Gamabar 18. Algoritme tatalaksana GJA pada IMA dengan komplikasi mekanik
2. Penyakit katup
GJA dapat disebabkan kondisi katup seperti regurgitasi katup mitral dan aorta akut
(biasanya disebabkan endokarditis dan trauma), stenosis katup aorta dan mitral, trombosis
katup prostetik atau diseksi aorta.
Regurgitasi katup yang bersifat akut, penyebab tersering adalah endokarditis infektif.

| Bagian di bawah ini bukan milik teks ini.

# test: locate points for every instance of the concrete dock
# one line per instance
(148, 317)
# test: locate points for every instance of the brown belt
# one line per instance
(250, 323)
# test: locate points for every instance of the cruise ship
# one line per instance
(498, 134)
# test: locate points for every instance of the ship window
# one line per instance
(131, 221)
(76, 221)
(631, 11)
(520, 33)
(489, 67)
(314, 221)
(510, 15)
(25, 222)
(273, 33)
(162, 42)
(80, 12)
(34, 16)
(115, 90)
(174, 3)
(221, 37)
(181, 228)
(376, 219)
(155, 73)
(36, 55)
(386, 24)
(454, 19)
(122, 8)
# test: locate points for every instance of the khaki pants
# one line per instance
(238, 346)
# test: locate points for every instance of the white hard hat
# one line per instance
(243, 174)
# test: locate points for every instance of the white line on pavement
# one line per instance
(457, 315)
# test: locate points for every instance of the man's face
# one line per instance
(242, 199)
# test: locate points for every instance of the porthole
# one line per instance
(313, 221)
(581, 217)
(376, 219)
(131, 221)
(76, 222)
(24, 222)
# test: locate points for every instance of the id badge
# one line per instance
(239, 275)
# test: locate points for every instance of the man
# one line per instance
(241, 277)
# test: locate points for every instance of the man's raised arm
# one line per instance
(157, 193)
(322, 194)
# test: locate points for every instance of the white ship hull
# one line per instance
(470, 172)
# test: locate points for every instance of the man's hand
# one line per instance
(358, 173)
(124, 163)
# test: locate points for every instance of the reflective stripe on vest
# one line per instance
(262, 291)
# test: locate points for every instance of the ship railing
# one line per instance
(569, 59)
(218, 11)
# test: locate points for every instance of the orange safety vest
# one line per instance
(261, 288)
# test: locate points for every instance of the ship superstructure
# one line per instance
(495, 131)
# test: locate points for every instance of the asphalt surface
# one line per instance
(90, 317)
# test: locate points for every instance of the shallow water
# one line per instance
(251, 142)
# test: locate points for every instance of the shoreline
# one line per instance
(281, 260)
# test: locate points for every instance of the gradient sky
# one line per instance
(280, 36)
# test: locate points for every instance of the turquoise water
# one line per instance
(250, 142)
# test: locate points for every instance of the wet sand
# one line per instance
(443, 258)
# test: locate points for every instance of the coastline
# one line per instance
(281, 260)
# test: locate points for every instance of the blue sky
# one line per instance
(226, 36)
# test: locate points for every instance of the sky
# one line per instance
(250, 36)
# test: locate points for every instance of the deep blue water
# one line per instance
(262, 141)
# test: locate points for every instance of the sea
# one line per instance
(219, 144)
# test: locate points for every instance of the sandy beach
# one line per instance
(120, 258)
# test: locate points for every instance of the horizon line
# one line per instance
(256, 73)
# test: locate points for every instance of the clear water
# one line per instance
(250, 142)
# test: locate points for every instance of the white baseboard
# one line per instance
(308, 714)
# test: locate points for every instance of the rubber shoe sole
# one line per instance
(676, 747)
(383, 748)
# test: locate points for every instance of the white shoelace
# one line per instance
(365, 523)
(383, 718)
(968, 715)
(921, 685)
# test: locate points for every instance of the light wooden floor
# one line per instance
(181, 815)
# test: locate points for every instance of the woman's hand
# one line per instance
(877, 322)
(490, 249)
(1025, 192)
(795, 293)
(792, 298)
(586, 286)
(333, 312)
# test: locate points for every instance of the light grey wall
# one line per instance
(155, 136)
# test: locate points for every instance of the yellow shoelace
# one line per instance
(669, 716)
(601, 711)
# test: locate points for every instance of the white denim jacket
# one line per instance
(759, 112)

Tatalaksana GJA dan intervensi bedah harus segera dilakukan.
Intervensi bedah tidak bermanfaat bila MR akut terjadi berkepanjangan disertai penurunan
indeks kardiak < 1,5 L/mnt/m2 dan fraksi ejeksi < 35%.
AR akut yang disertai endokarditis infektif harus segera dilakukan intervensi bedah.
9. GJA perioperatif
Insiden perioperatif dengan komplikasi IMA dengan kematian 5 % pada pasien dengan
faktor resiko seprti: usia > 70 tahun, angina pada MI, CHF, dalam pengobatan anti aritmia,
pengobatan DM, aktifitas fisik yang terbatas, hiperlipidemia, atau merokok.
Insiden terjadi pada 3 hari setelah operasi.